Because it isn’t a novelette. It is a segment, a few chapters from a novel-to-be, set in a still larger series. When considered in that light, there is nothing wrong with it not having the best of openings, since chapter two of a novel doesn’t need to have an opening. Nor is it a problem that it has no ending, since chapter 11 of a novel definitely should not have an ending. A character vanishing? No problem. He can return in chapter 22 and discuss the mysterious problems with the ship he was sent to repair (a chapter not part of this segment). It’s all fine and dandy for part of a novel, provided the rest of the novel gets written, but as a novelette, as a stand alone work of short fiction, it is not worthy of consideration.

More than that, its nomination is an insult to short fiction and short fiction writers. This is not the fault of the author, but of the Pups who nominated part of a novel for a short fiction award. The author is just doing a bit of clever marketing. For those reading his ongoing series, it’s all fine. But this is about an award for short fiction, for the generally over-looked and under-appreciated novelette writers.

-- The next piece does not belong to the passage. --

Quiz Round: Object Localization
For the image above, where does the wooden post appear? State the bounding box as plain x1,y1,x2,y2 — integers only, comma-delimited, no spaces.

And the Pups have found another way to fuck it up.

Are Pups unable to see short fiction? They have shown blindness in so many ways I should not be surprised by one more. Like Steven Colbert’s ironic character, they claim not to see race. And a strong case can be made that several of their choices for related works cannot be seen to be related to anything pertinent. Apparently, they cannot see novelettes either.